Cet article est certes très bien écrit et les rigidités du corps social décrites sont évidentes ainsi que les faiblesses de l'économie française,mais c'est tout.Il dresse un réquisitoire contre les élites françaises jusqu'à les accuser de la défaite de 1940 qui n'était que logique puisqu'elle opposait la France de 40 millions d'habitants à l'Allemagne qui en avait le double.Par ailleurs il jette à la trappe toutes les élites issues des grandes écoles sous prétexte qu'elles seraient issues de la bourgeoisie mélangeant les écoles de commerce payantes qui sont effectivement trustées par les fils à papa ,l'ENA qui est depuis longtemps désertée par les fils de grand bourgeois et qui ne recrute plus depuis longtemps que des fils de profs de collège ou de petits fonctionnaires et et les écoles d'ingénieurs qui contrairement à ce qu'il croit ,ne sont pas ouvertes qu'aux enfants de la bourgeoisie (il n'y a qu'à consulter les listes de reçus pour constater que la mixité sociale y existe depuis belle lurette) .Il serait temps de remiser les ouvrages de BOURDIEU aux oubliettes.Notre système éducatif est ce qu'il est mais la FRANCE a décroché suffisamment de prix NOBELS de physique et de médecine et la compétence de ses ingénieurs est reconnue pour n'avoir pas à rougir.Donc tout n'est pas à jeter comme le proclame ce péremptoire réquisitoire dont l'auteur n'a visiblement qu'une connaissance universitaire de l'économie française .Par ailleurs ce sentencieux article ne nous indique aucune piste sérieuse pour remédier à la crise actuelle .
Les solutions sont pourtant simples mais difficiles et longues à mettre en oeuvre ,réforme de l'état obèse ,réforme de l'éducation nationale privilégiant l'enseignement scientifique qui n'est malheureusement accessible qu'à une minorité des étudiants.

TEO  a répondu le 01/01/2013 à 20:27:

TrÚs pertinent tout ça.
Mais, jusqu'à preuve du contraire, la France est une Démocratie ; donc les électeurs, donc les Français, sont responsables de la société qu'ils ont.

à TEO  a répondu le 01/01/2013 à 21:54:

Jusqu'à preuve du contraire la France n'est pas une démocratie : tout l'art est de faire croire que l'on a le choix pour les élections alors qu'on ne la pas ! Les députés ne sont pas là pour représenter le peuple mais leur partie. Le dernier exemple en date de votre démocratie : pisser sur le choix des français concernant la constitution européenne.

Nicolas  a répondu le 01/01/2013 à 23:53:

L'élite ? Mais qui vote pour se goinfrer depuis 40 ans, sinon le Peuple ?

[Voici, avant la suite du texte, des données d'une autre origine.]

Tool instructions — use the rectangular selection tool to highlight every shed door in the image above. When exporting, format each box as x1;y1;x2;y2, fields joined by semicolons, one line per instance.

Tchayapluk  a répondu le 02/01/2013 à 9:36:

Veuillez accepter que j'ajoutes quelque chose.... LE POLITIQUEMENT CORRECT.
Créé par cette fameuse élite pour culpabiliser ceux qui pensent différemment... Et pour "gaver le mou" à ceux qui se laissent bercer par les "bien penseurs". Il faudra reéduquer le peuple... mais ce la a un relent de stalinisme... J'ai professé dans une école de chambre de commerce, et je peux vous dire que ce qui intéressait les dirigents n'était pas l'avenir des "apprenants" mais bien le % de diplomés... on se chargeait donc d'approcher le 100%, voire d'y arriver!!!!... Et pour faire "érudit" on me chargeait d'apprendre à des dirigeants commerciaux les bases du calcul d'un devis... Ca faisait bien mais ils les connaissaient depuis longtemps et bien mieux que mes dirigeants...
Pour faire une petite aparté sur l'énergie... Allez donc vous renseigner sur ce que coute en pollution actuelle et future l'installation d'UNE EOLIENNE... Bon courrage à mes petits-enfents... J'espère bonne année à vous.

anr  a répondu le 02/01/2013 à 16:07:

@arno2244 vu votre commentaire, je doute que vous soyez vraiment une élite

Hum hum  a répondu le 03/01/2013 à 7:23:

Vu le votre, on se doute par contre que vous, vous êtes sûr d'en être. Mais qui a prétendu quoi que ce soit à ce sujet ? Il y a un message "apolémique" dans cet article, ce serait bien de se faire violence pour le trouver avant de chercher à ramener tout le monde sur le sempiternel plan "qui est l'élite" dans lequel évoluent "ceux qui ne font rien à part se situer".